Is that the RD/D-GN wire (#1540) supplying +12V to the window switch? 

Glad you got it resolved.

Doug

.


----------



## jderry93 (Sep 17, 2020)

Doug, 

That is as I found in. Barely twisted together and not even taped separately! 

Yes it's the 12V to the switch.


----------



## plano-doug (Jul 1, 2015)

jderry93 said:


> Yes it's the 12V to the switch.


I can see the bad wiring affecting driver control of the other three windows. That makes sense. I'm surprised it didn't affect control of the driver's window, too.

Doug

.


----------



## pilbeam100 (Jun 4, 2021)

Hello, I have a similar issue. My 2012 Cruze w Express up and down , the Driver window has just stopped the other 3 still work. New regulator Assy, New Switch, same thing Any ideas here? I do have 12v to the motor


----------



## Blasirl (Mar 31, 2015)

pilbeam100 said:


> Hello, I have a similar issue. My 2012 Cruze w Express up and down , the Driver window has just stopped the other 3 still work. New regulator Assy, New Switch, same thing Any ideas here? I do have 12v to the motor


Welcome Aboard!

Has any damage occurred or work been done to the door or under the dash ? 

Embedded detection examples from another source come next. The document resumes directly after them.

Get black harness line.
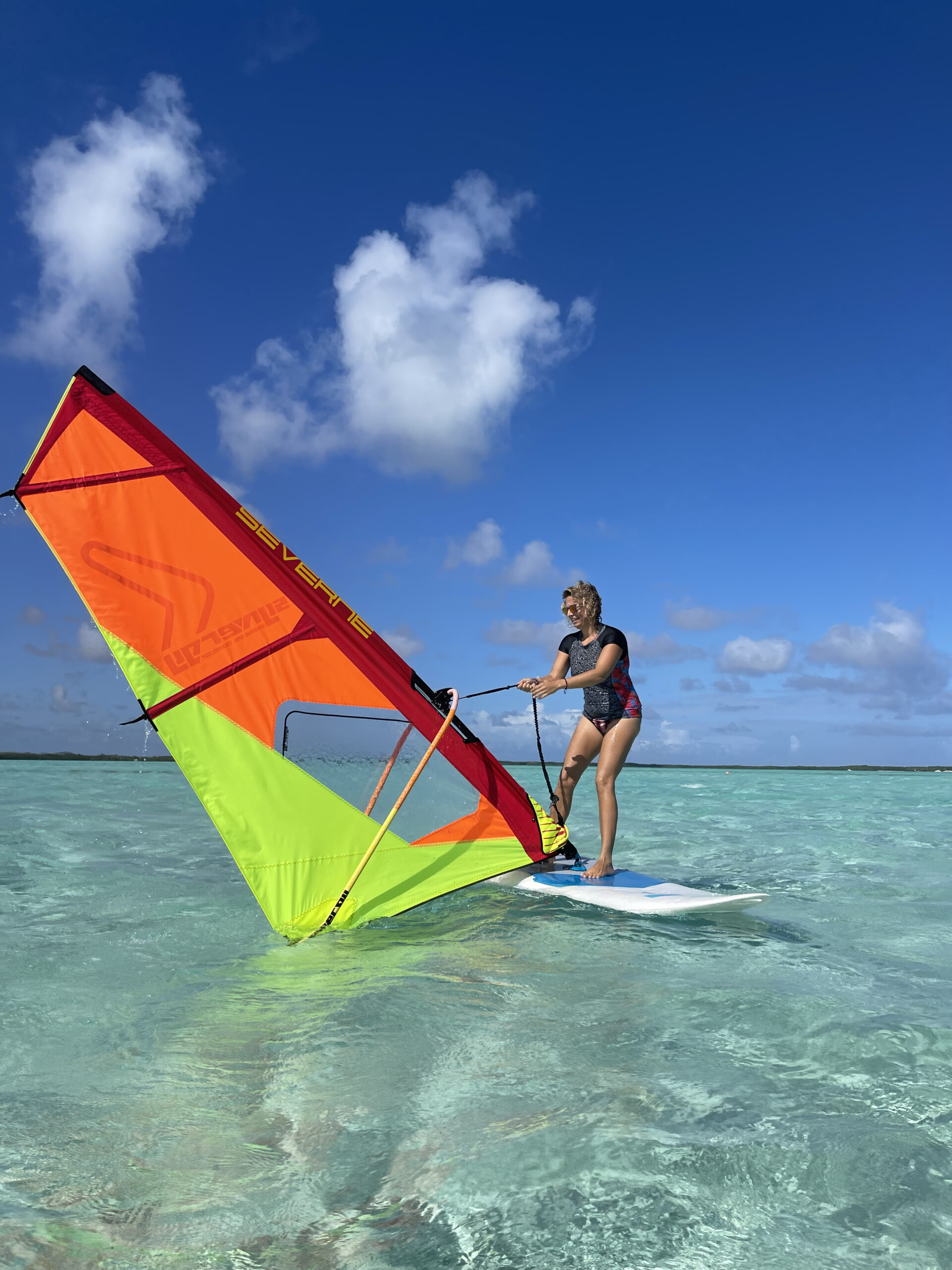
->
[434,683,579,860]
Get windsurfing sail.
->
[14,367,566,941]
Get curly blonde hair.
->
[562,579,601,625]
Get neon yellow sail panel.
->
[15,367,565,940]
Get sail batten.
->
[16,372,565,939]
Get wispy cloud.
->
[635,631,707,665]
[4,75,209,368]
[664,599,796,631]
[787,603,952,714]
[244,5,320,72]
[443,517,503,569]
[714,674,750,710]
[367,536,410,564]
[23,622,113,662]
[717,635,793,677]
[212,173,594,481]
[381,626,426,659]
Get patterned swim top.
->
[558,626,641,719]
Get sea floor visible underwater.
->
[0,762,952,1270]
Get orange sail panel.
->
[15,367,565,940]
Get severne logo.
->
[80,541,215,651]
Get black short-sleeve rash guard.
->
[558,626,641,719]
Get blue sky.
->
[0,0,952,766]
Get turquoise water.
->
[0,762,952,1270]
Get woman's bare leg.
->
[548,715,601,822]
[583,719,641,878]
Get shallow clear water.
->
[0,762,952,1270]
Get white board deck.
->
[489,860,769,913]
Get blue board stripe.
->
[532,869,664,890]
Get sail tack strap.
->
[313,689,460,935]
[122,622,319,728]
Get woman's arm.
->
[519,644,622,701]
[515,653,569,696]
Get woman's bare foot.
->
[581,856,614,878]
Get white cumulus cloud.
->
[5,75,209,370]
[443,518,503,569]
[787,603,952,714]
[806,605,927,671]
[482,617,571,655]
[212,173,594,480]
[496,538,579,587]
[717,635,793,676]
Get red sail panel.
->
[16,374,551,860]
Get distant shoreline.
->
[0,749,952,772]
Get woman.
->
[518,581,641,878]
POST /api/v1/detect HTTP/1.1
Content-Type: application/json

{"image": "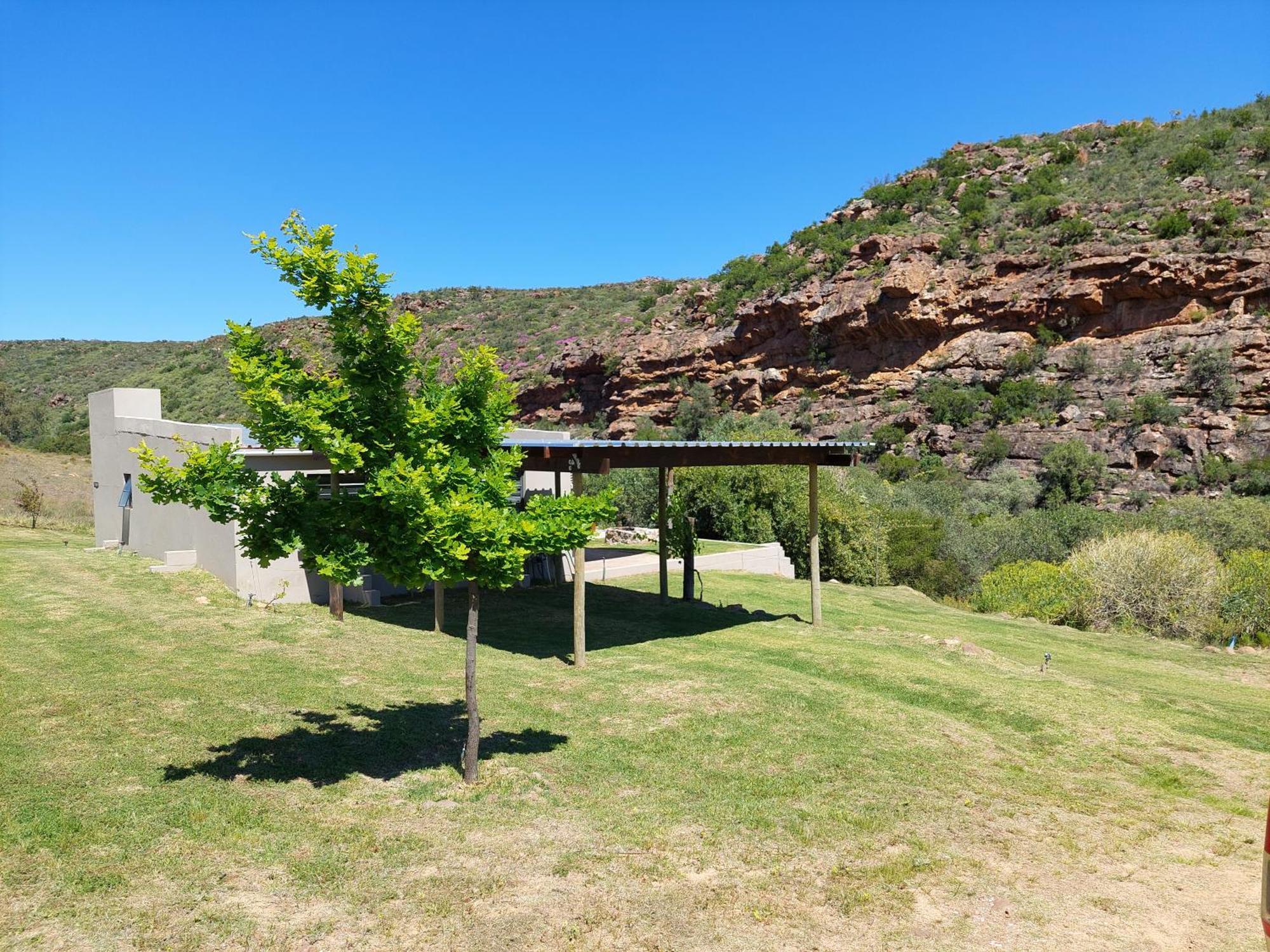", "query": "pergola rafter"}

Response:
[241,438,874,666]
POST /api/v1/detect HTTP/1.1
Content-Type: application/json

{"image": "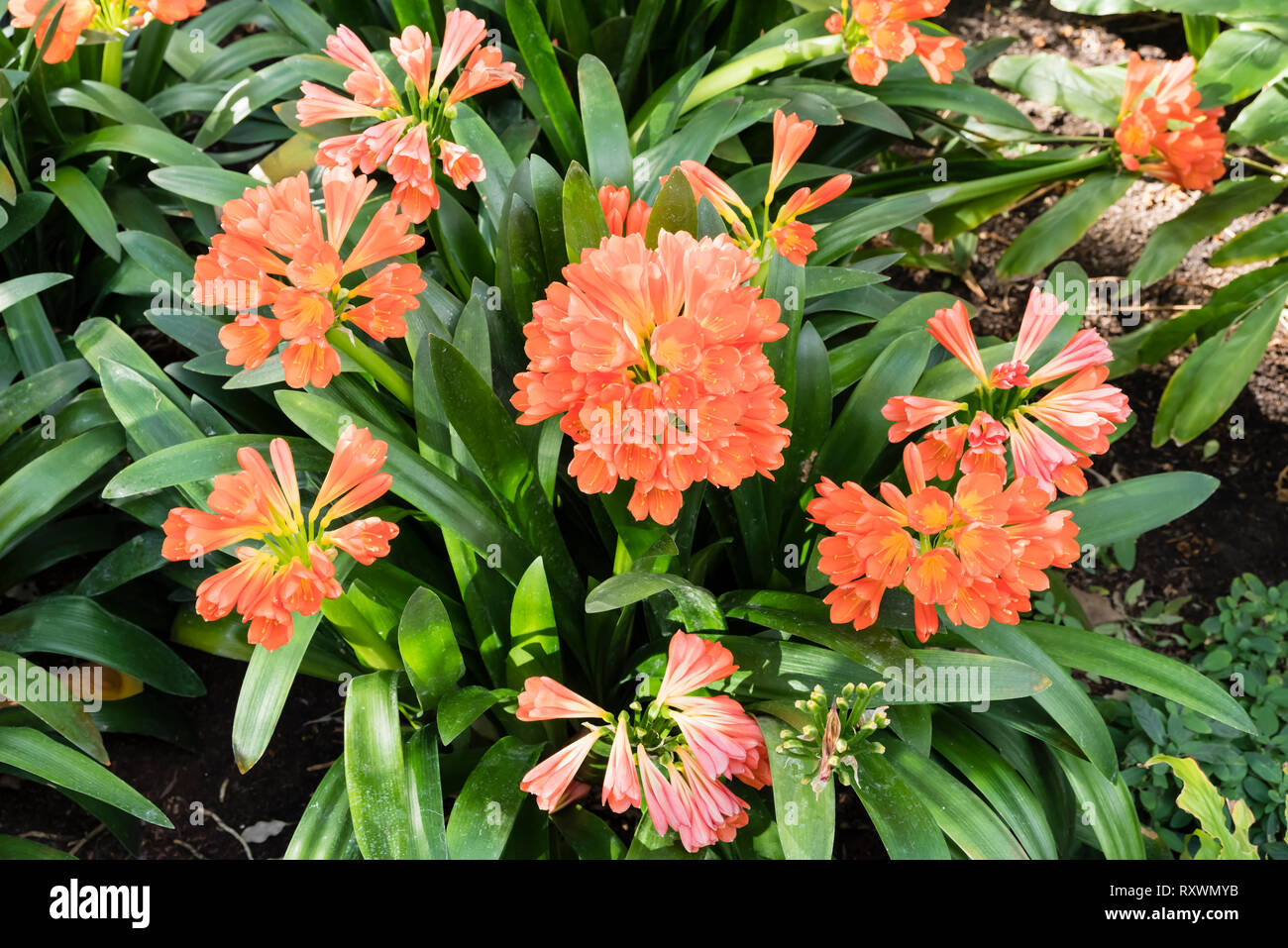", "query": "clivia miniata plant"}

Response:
[0,0,1288,859]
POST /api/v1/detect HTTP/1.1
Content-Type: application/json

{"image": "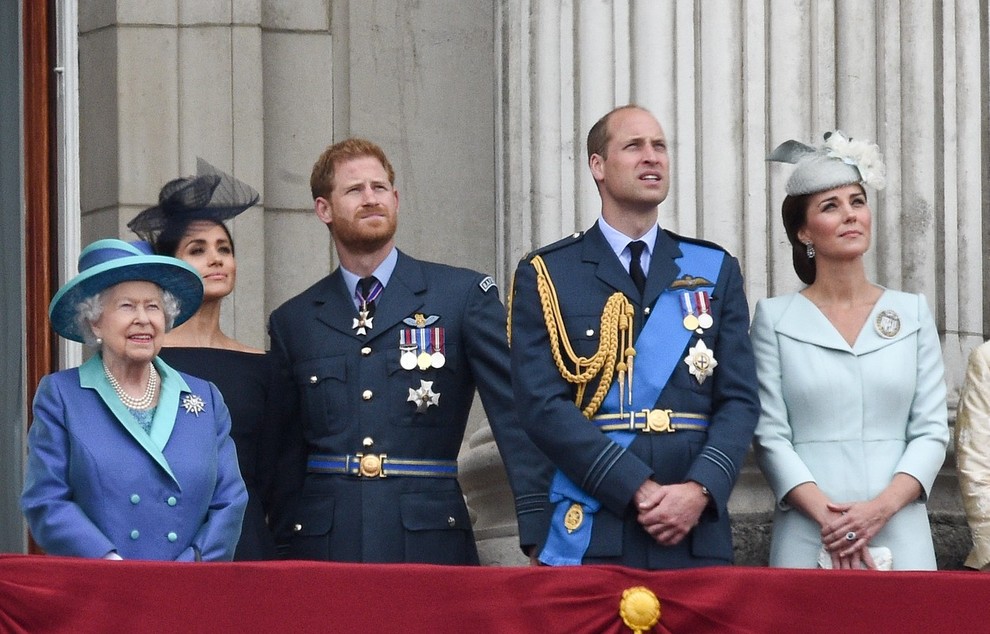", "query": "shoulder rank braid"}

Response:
[507,255,636,418]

Don't forget to introduce yourself and your Cruze here.


----------



## pilbeam100 (Jun 4, 2021)

Blasirl said:


> Welcome Aboard!
> 
> Has any damage occurred or work been done to the door or under the dash ?
> 
> Don't forget to introduce yourself and your Cruze here.


I found the problem in harness 6" from motor


----------



## Blasirl (Mar 31, 2015)

pilbeam100 said:


> I found the problem in harness 6" from motor
> View attachment 292516


How did it get pinched?


----------



## pilbeam100 (Jun 4, 2021)

I suspect nicked at factory then 9 years for the green to set in


----------